Przyjechali wszyscy: pogotowie, policja i straż. Wszyscy na sygnałach. Wszyscy, wydawać by się mogło, bez sensu miotający się po skrzyżowaniu. Jednak to ich "miotanie się" miało sens – policja zabezpieczyła drogę, nie dopuszczając w pobliże nikogo. Strażacy wycinali Karola zakleszczonego w samochodzie, pogotowie już udzielało mu pomocy. Po chwili dało się słyszeć odgłos helikoptera. Nie mógł tu wylądować, więc karetką podwieziono Karola do Jasieńca, gdzie wykorzystano prowizoryczne lądowisko. Stamtąd prosto na Szaserów.

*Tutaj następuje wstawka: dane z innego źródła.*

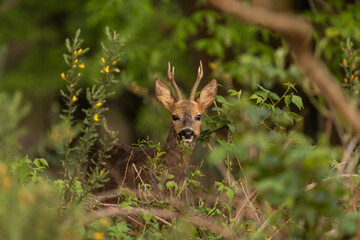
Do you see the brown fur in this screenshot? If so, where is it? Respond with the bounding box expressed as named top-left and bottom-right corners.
top-left (96, 65), bottom-right (217, 197)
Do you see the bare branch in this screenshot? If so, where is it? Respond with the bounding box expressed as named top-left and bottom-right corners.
top-left (207, 0), bottom-right (360, 135)
top-left (88, 203), bottom-right (235, 239)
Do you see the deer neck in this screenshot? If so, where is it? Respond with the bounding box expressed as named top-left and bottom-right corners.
top-left (162, 126), bottom-right (196, 182)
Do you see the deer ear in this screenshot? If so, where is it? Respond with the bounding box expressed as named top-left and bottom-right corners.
top-left (155, 79), bottom-right (175, 111)
top-left (196, 79), bottom-right (217, 111)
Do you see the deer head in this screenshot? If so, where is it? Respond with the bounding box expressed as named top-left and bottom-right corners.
top-left (155, 61), bottom-right (217, 143)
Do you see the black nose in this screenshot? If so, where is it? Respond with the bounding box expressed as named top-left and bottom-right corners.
top-left (179, 129), bottom-right (196, 139)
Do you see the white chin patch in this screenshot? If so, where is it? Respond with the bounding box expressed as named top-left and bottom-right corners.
top-left (181, 137), bottom-right (194, 143)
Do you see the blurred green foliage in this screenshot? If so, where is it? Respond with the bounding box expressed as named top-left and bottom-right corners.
top-left (0, 0), bottom-right (360, 239)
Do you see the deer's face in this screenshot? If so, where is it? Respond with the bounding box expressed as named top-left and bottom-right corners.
top-left (155, 79), bottom-right (217, 143)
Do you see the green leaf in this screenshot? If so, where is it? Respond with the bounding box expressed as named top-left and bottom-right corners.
top-left (255, 91), bottom-right (269, 99)
top-left (216, 95), bottom-right (227, 103)
top-left (269, 92), bottom-right (280, 101)
top-left (289, 112), bottom-right (303, 122)
top-left (284, 95), bottom-right (292, 107)
top-left (209, 147), bottom-right (227, 165)
top-left (291, 95), bottom-right (304, 110)
top-left (226, 188), bottom-right (235, 200)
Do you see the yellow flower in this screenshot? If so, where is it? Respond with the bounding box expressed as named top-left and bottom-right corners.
top-left (93, 232), bottom-right (105, 240)
top-left (100, 218), bottom-right (111, 227)
top-left (93, 113), bottom-right (99, 122)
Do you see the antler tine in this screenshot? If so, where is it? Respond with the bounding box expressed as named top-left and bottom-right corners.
top-left (190, 60), bottom-right (204, 101)
top-left (168, 62), bottom-right (182, 100)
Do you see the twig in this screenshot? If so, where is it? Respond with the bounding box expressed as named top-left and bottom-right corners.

W szpitalu stawiła się cała rodzina: troje rodzeństwa i ponad osiemdziesięcioletni ojciec. Dopiero o 4 nad ranem ktoś wreszcie udzielił im informacji. Jeśli przetrwa trzy doby, będzie żyć. Gdyby ktoś popatrzył na Karola, nie uwierzyłby, że był uczestnikiem jakiegoś wypadku – żadnej krwi, żadnego zadrapania, guzów, siniaków, nic. Jednak wszystkie uszkodzenia ciała kryły się wewnątrz. Uderzenie było tak silne, że Karolowi "wyrwało płuca". Najbardziej jednak ucierpiała głowa. Krew zalała obie półkule mózgowe, całkiem odcinając jego świadomość od świata. Operacja nie była możliwa, gdyż wylew ulokował się w takim miejscu, że nie było możliwości odessać krwi.

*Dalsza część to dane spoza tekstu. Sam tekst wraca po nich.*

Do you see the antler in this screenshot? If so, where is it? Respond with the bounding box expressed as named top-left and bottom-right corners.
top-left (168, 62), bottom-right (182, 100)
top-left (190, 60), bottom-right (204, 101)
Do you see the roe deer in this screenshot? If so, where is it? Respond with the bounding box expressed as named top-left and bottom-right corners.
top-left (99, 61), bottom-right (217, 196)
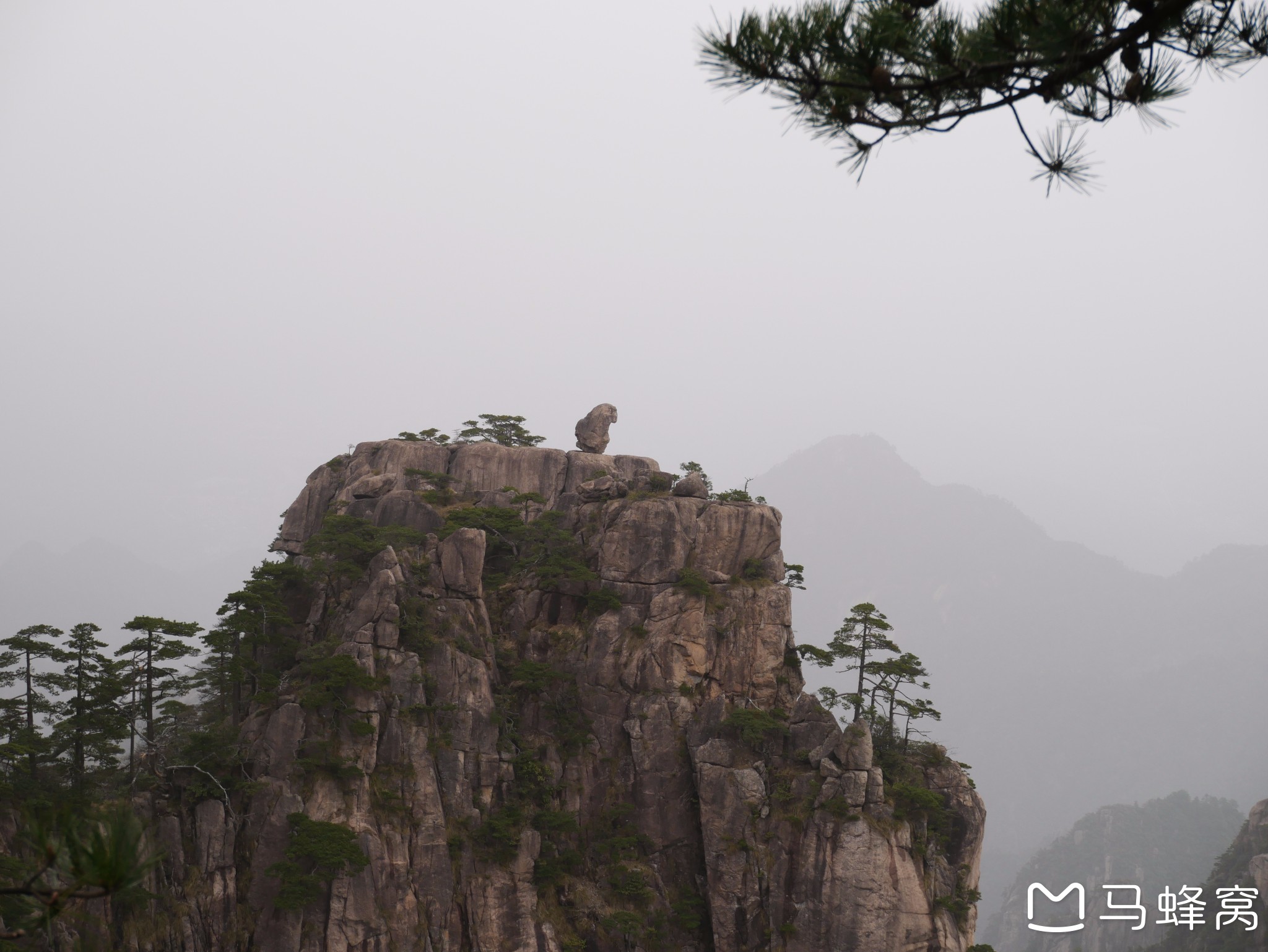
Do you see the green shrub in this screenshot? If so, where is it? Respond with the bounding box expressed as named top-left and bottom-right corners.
top-left (586, 588), bottom-right (622, 615)
top-left (673, 566), bottom-right (714, 601)
top-left (511, 662), bottom-right (568, 695)
top-left (599, 909), bottom-right (643, 942)
top-left (299, 641), bottom-right (381, 708)
top-left (532, 810), bottom-right (577, 834)
top-left (264, 813), bottom-right (370, 909)
top-left (669, 893), bottom-right (705, 932)
top-left (305, 513), bottom-right (427, 578)
top-left (532, 843), bottom-right (584, 892)
top-left (679, 460), bottom-right (713, 496)
top-left (458, 413), bottom-right (547, 446)
top-left (721, 708), bottom-right (789, 746)
top-left (607, 863), bottom-right (652, 902)
top-left (933, 881), bottom-right (979, 922)
top-left (820, 796), bottom-right (862, 823)
top-left (472, 803), bottom-right (524, 863)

Początkowo utrzymywany w śpiączce farmakologicznej, po wybudzeniu Karol nie odzyskał przytomności. I choć taki stan trwa już pięć tygodni, są nadzieje na jego powrót do syna. Wracają pierwsze odruchy – ocena stanu przytomności w skali Glasgow podskoczyła z 3 do 7 punktów. Chociaż nie otwiera oczu, nie mówi i nadal jest odżywiany przez sondę, to broni się przed zastrzykami, których nigdy nie lubił i wykonuje mimowolne ruchy ramieniem.

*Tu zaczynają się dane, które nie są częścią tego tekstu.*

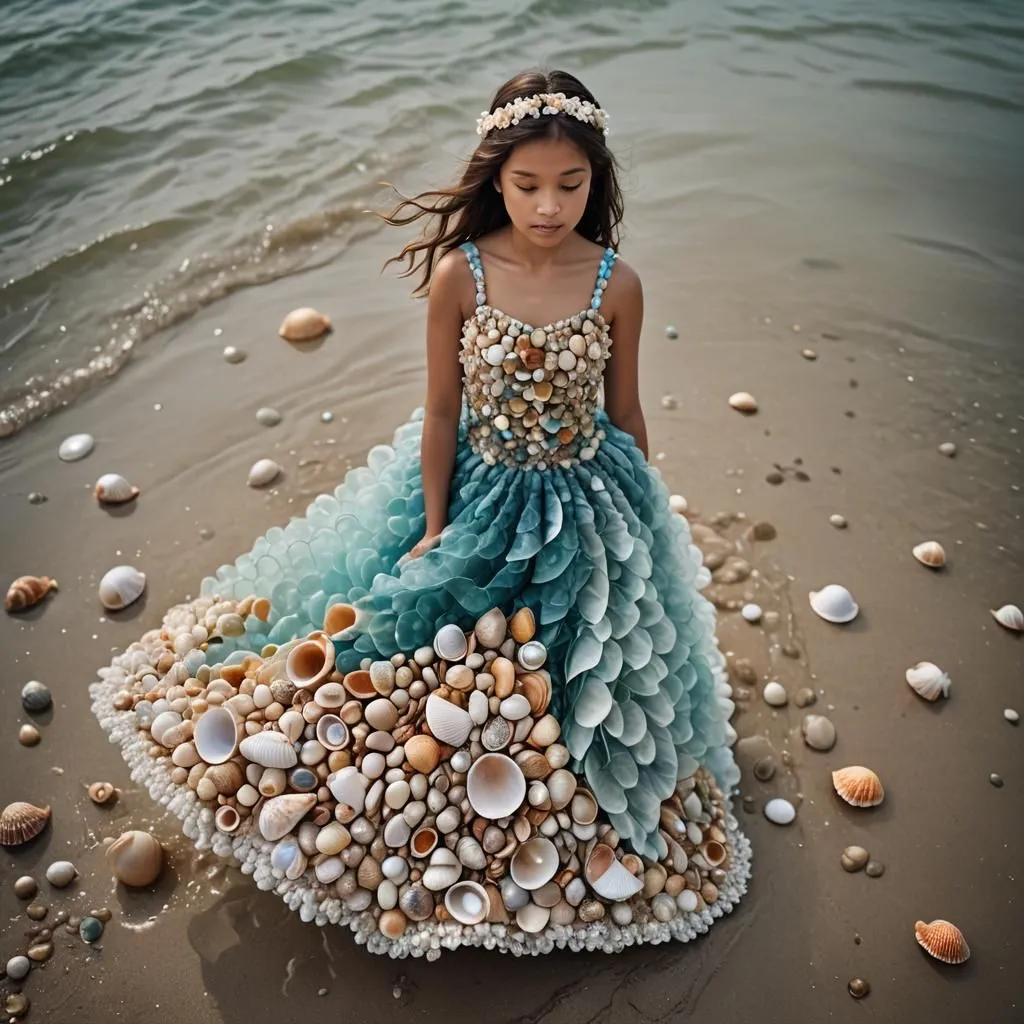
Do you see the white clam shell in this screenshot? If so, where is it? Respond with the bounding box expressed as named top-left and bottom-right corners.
top-left (192, 705), bottom-right (239, 765)
top-left (99, 565), bottom-right (145, 611)
top-left (246, 459), bottom-right (282, 487)
top-left (57, 434), bottom-right (96, 462)
top-left (809, 583), bottom-right (860, 624)
top-left (444, 882), bottom-right (490, 925)
top-left (93, 473), bottom-right (138, 505)
top-left (427, 693), bottom-right (473, 746)
top-left (259, 793), bottom-right (316, 842)
top-left (239, 732), bottom-right (299, 768)
top-left (509, 836), bottom-right (558, 892)
top-left (466, 749), bottom-right (526, 820)
top-left (906, 662), bottom-right (950, 700)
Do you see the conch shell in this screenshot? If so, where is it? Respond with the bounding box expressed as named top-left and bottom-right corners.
top-left (3, 577), bottom-right (57, 611)
top-left (0, 800), bottom-right (50, 846)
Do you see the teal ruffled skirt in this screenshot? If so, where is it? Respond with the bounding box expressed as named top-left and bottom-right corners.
top-left (203, 411), bottom-right (739, 858)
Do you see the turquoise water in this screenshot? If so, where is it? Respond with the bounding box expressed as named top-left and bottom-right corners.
top-left (0, 0), bottom-right (1024, 436)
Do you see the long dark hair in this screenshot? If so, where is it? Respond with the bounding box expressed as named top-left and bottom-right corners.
top-left (384, 71), bottom-right (623, 294)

Wszyscy z nadzieją i niepokojem czekają na kolejny, choćby drobny, sygnał poprawy. Opieka w szpitalu kończy się. Tu już nic więcej nie można zrobić, poza zapewnieniem opieki, myciem, karmieniem, odwracaniem, smarowaniem. Potrzebne są jednak działania zmierzające do całkowitego wybudzenia i zapobieganie zwiotczeniom lub przykurczom niepracujących mięśni. Trzeba Karola pionizować i dostarczać wciąż nowych bodźców, by pobudzać wszystkie zmysły. Chłopak wyrwał się z objęć śmierci, był długo w śpiączce ale został wybudzony. Obecnie zakwalifikował się na terapie komórkami macierzystymi, ale koszt przekracza możliwości rodziny. Rodzina Karola ma nadzieje, że będzie to początek nowego życia, w którym wielu rzeczy trzeba będzie Karola uczyć od nowa, ale z Wami to wszystko jest możliwe!